Tuesday, August 29, 2006

Gulf Coast Communities, Requiescat in Pace


This is the first anniversary of the catastrophic storm that shredded the Gulf Coast. It also pulled aside the curtain covering the Bush Administration, showing it to be shallow, heartless, weak, corrupt and unresponsive to the needs of Americans in need.

I don't want to hear a single person saying New Orleanians got what they deserved for living in an area that is below sea level. My answer to these idiots is that if the wetlands had been preserved, they would have absorbed the storm surge that was the undoing of the levees.

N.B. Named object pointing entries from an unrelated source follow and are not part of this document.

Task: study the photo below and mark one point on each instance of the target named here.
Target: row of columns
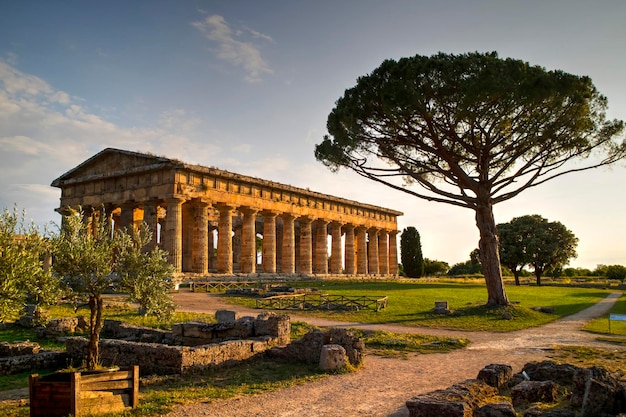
(365, 251)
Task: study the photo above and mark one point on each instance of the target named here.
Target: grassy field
(412, 303)
(617, 328)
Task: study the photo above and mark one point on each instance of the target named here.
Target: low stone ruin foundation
(190, 346)
(534, 392)
(26, 356)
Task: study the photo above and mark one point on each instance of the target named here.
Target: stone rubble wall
(210, 345)
(115, 329)
(309, 347)
(580, 392)
(26, 356)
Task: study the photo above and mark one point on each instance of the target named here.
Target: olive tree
(145, 275)
(533, 240)
(470, 130)
(23, 275)
(90, 258)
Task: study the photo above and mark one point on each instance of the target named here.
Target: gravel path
(383, 385)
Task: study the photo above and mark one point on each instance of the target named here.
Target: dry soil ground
(383, 385)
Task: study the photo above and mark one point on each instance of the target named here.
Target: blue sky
(246, 86)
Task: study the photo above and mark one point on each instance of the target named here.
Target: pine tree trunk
(490, 256)
(95, 327)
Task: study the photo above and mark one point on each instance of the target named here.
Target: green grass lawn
(617, 328)
(411, 304)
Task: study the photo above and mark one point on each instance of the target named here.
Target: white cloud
(240, 53)
(44, 133)
(243, 148)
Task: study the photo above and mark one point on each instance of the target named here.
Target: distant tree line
(529, 241)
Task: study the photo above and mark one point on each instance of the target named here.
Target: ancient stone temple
(209, 220)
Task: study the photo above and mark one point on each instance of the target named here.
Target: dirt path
(382, 387)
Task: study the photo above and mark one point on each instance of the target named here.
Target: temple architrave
(208, 220)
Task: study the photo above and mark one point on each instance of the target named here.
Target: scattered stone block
(535, 411)
(459, 400)
(501, 409)
(496, 375)
(333, 358)
(225, 316)
(563, 374)
(527, 392)
(441, 307)
(597, 391)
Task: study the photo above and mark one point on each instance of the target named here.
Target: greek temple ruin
(209, 220)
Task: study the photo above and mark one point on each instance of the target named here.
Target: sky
(246, 86)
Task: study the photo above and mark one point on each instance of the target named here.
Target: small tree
(470, 267)
(23, 277)
(411, 253)
(87, 255)
(512, 250)
(616, 272)
(85, 261)
(433, 267)
(535, 241)
(145, 276)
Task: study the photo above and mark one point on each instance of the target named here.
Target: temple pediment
(110, 163)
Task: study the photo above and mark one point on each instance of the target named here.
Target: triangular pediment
(112, 162)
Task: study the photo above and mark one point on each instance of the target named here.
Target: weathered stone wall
(205, 345)
(115, 329)
(534, 392)
(309, 347)
(26, 356)
(267, 324)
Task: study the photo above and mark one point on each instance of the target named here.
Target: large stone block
(534, 391)
(501, 409)
(460, 400)
(496, 375)
(333, 358)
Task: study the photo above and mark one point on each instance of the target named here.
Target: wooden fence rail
(321, 302)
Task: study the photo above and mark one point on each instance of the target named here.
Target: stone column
(269, 242)
(335, 251)
(361, 250)
(306, 253)
(127, 216)
(383, 252)
(321, 247)
(173, 233)
(288, 261)
(248, 240)
(349, 254)
(393, 252)
(212, 251)
(150, 218)
(372, 250)
(225, 239)
(90, 220)
(200, 239)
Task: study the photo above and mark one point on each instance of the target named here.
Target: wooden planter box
(82, 393)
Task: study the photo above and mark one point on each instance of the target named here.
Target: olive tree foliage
(411, 253)
(88, 255)
(145, 276)
(433, 267)
(616, 272)
(470, 130)
(23, 277)
(533, 240)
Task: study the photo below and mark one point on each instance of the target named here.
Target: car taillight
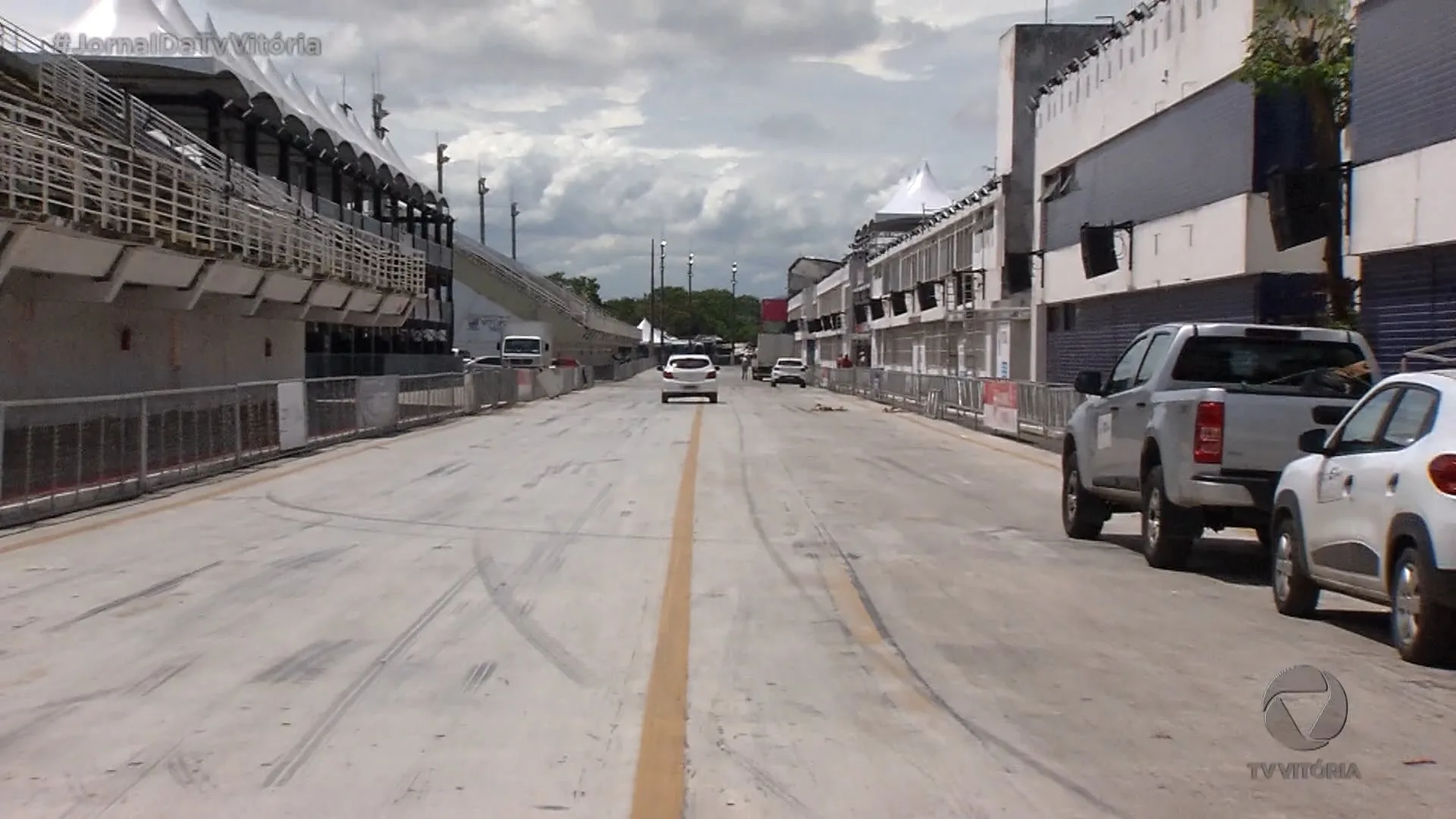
(1207, 433)
(1443, 474)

In addition to that, the Army Corps of Engineers (a Federal agency) is in charge of the levees and they knew that the levees had structural deficiencies due to design flaws. This has been known for decades, but nothing has been done. I am faulting Congress (both the current and previous ones) for not recognizing and acting on these facts. This is not a partisan issue, it is a domestic economic issue. You see, NOLA is one of the biggest ports in this country. Much of the oil and natural gas and consumer goods we use in my area come from the Gulf up the Mississipi and Missouri Rivers.

The entire Gulf Coast fishing industry was decimated by Katrina, and it has yet to return. Some families will never return. Entire towns were washed off the map, shrimp boats stranded in trees or smashed to bits in the battering debris-filled winds.

Katrina caused a diaspora even larger than those recounted in Scripture, around 1,000,000 people. It has allowed a quiet racial cleansing of the last bastion of the Blue South. Host towns have already started racially-toned arguements that "those people" just increase the crime rate, implying that the mostly black Katrina victims are nothing but a sucking chest wound in the body politic. They are silent as to why Katrina victims might be more prone to commiting crime. Could it be that unemployment is 34.7% for Katrina victims, while it is only 4.7% nationwide for all workers? People who are jobless will find ways to feed their families, for the same reason as unemployed Iraqis are susceptible to becoming militia members and suicide bombers. Those who are stripped of their communities and not given the dignity of gainful employment are at great risk of radicalization.

We ignore this at our peril.

The bottom line is that it is my job, and yours, and every American's to clear out the debris, rebuild and economically support those returning to the Gulf Coast. Buy more shrimp, purchase as many goods from the Gulf coast as you can. Help them survive and thrive. That's something everyone can do.